Now, at this exact moment, the mushroom block was sitting in my car.
In June.
In a parking lot.
Essentially participating in a low-budget recreation of the surface of the sun.
"Uh huh," I said.
I have never lied less convincingly in my life.
Fortunately, Matthew is both observant and kind. Seeing immediately that he had entrusted his beloved fungal offspring to someone operating at the edge of her executive functioning capacity, he gently explained again what I should do. No judgment. No criticism. Just the patient concern of a man realizing his mushroom had been adopted by a golden retriever in human form.
On the drive home, I resolved to do better. The mushroom deserved at least that much.

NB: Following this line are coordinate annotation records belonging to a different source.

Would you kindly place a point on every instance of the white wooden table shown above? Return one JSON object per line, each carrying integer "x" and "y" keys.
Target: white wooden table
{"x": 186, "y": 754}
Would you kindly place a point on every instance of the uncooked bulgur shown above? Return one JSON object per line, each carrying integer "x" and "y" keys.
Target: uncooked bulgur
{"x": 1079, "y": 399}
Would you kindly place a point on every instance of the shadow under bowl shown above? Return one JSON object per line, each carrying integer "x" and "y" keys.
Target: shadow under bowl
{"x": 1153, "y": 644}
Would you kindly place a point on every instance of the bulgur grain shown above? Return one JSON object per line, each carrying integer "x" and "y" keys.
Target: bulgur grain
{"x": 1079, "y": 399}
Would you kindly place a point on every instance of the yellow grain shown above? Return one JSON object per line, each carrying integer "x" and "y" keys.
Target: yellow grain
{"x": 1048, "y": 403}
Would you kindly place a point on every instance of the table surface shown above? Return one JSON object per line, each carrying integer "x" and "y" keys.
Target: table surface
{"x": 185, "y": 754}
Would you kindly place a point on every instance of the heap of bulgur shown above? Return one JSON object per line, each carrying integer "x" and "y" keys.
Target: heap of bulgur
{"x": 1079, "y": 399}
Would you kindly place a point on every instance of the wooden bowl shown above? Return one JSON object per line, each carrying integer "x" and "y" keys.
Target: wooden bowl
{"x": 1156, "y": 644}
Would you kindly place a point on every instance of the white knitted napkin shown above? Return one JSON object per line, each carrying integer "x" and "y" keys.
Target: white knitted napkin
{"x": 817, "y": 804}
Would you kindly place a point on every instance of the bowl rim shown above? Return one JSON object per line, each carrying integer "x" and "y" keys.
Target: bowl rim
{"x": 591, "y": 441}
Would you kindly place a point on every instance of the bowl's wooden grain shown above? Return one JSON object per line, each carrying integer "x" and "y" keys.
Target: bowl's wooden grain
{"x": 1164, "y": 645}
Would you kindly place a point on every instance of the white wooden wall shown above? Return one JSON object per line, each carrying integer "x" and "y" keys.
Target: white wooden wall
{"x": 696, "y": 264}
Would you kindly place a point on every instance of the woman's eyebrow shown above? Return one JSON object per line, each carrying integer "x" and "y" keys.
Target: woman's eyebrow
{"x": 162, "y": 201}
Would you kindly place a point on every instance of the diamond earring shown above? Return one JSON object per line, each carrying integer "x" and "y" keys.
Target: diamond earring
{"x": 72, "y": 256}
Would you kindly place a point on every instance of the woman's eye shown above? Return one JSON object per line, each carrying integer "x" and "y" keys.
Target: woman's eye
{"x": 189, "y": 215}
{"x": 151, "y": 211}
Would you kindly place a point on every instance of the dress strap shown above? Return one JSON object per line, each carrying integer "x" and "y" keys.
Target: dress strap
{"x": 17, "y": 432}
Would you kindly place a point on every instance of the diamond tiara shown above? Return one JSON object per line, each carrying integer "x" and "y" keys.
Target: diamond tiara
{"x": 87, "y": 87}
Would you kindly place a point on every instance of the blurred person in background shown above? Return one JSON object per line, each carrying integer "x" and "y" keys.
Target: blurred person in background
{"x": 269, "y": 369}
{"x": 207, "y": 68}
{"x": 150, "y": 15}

When I arrived at my parents' house—because that is where I live right now—I opened the bag.
As predicted, the mushroom cluster had detached from the block. The separation was complete. A tragic ending to a relationship that had survived countless biological challenges only to be defeated by my inability to follow basic instructions.
Still, hope springs eternal. I carried the block outside and placed it beneath a shady tree. I told it I was happy it was there. I gave it Reiki.
Now, I am aware that energy healing cannot physically reattach a mushroom to its food source. I understand this. I have a doctorate. But after the week I'd had, it felt worth trying.
And besides, maybe the point was never saving the mushroom. Maybe the point was remembering that even in the middle of corporate healthcare chaos, endless clicking, staffing cuts, and six consecutive days of trying to keep my head above water, some small part of me was still willing to kneel beside a fungus and wonder if perhaps something new might grow.
These days, that feels like a skill worth practicing. Because sometimes curiosity looks an awful lot like hope.